Admitting that the coronavirus pandemic has put hurdles on government’s strategic disinvestment plans like privatizing Air India, DIPAM secretary Tuhin Kumar Pandey on Wednesday said the government remains committed to complete such transactions.

“The COVID-19 pandemic, has led to a situation where travel market is in a state of uncertainty, and restrictions on international travel due to the pandemic have put brakes on strategic disinvestment of CPSEs, like Air India, but completing the transactions remains a priority of the government," Pandey said at a webinar organized by industry lobby FICCI.

Government extended the deadline to bid for Air India for the third time last month till August 31 as the COVID-19 fallout has disrupted economic activities globally. It has also extended deadline of privatizing BPCL till 31 July.

Strategic disinvestment of Air India and BPCL is crucial for the government to achieve its disinvestment target of 2.1 trillion for 2020-21. Government missed the disinvestment target of 65,000 crore for 2019-20 by 14,701 crore as it had to defer a number of offers for sale (OFS) such as Coal India, SAIL, NMDC, PFC, IRCON and Hindustan Aeronautics planned towards the end of the financial year because of the volatility in the equity market. It completed the last deal of the financial year last week with NTPC Ltd buying government’s stakes in THDC India Ltd and North Eastern Electric Power Corp. Ltd (NEEPCO) for Rs11,500 crore.

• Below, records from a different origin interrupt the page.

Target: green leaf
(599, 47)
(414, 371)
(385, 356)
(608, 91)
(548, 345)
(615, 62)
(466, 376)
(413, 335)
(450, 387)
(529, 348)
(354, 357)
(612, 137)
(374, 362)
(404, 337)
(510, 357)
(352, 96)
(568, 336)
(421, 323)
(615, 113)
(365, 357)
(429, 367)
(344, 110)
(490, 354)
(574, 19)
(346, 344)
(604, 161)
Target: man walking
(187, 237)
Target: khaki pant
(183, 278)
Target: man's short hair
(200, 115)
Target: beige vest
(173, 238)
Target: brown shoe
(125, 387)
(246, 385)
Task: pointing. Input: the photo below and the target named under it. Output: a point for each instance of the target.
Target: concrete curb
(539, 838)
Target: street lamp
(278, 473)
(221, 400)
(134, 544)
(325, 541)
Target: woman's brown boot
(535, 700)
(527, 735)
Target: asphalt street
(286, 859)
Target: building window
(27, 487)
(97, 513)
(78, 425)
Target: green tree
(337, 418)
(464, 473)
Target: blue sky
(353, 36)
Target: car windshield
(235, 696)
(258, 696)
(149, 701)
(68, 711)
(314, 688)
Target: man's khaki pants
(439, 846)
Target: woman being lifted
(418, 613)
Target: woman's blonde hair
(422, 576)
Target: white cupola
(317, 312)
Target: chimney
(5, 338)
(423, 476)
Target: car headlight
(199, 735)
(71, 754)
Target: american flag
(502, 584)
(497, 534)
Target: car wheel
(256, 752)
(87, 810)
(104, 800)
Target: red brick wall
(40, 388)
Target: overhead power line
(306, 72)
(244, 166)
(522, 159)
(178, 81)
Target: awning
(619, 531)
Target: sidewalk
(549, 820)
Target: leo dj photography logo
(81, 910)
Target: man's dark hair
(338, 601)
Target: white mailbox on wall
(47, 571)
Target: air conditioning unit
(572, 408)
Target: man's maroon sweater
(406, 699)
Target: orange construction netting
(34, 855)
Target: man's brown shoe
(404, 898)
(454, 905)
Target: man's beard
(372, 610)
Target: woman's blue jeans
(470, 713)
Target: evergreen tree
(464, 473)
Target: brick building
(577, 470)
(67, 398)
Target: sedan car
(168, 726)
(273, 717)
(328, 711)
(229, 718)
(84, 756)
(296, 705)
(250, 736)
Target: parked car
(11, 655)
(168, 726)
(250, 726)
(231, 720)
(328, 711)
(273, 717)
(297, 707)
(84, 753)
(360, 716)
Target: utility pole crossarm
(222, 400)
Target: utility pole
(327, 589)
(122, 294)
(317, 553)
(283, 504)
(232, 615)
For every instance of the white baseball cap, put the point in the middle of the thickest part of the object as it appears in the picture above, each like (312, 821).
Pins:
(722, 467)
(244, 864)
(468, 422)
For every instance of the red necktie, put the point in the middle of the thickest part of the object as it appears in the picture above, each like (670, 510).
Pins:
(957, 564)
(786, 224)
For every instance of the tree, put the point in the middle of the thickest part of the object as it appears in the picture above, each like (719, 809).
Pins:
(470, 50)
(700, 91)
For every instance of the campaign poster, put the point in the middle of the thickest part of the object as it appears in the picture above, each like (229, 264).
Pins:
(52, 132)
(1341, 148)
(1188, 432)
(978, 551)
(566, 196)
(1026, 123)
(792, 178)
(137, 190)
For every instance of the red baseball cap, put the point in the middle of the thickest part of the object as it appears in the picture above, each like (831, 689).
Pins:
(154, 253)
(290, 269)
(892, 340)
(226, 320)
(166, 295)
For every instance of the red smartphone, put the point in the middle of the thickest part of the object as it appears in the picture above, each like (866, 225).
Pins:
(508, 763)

The Centre in January invited preliminary bids to divest its entire stake in Air India, and the airline’s subsidiary Air India Express along with its joint venture Air India SATS Airport Services Private Limited. Successful bidder of Air India will be required to absorb Rs23,286.5 crore of debt after the government transfers Rs63,113 crore of debt from Air India and subsidiary Air India Express Ltd ahead of the national carrier’s proposed divestment. The government has sweetened the offer this time around. Last time, in 2018, when the Narendra Modi-led government had invited expressions of interest (EoI) to divest 76% stake in the airline, the acquirer was required to absorb Rs49,000 crore in debt.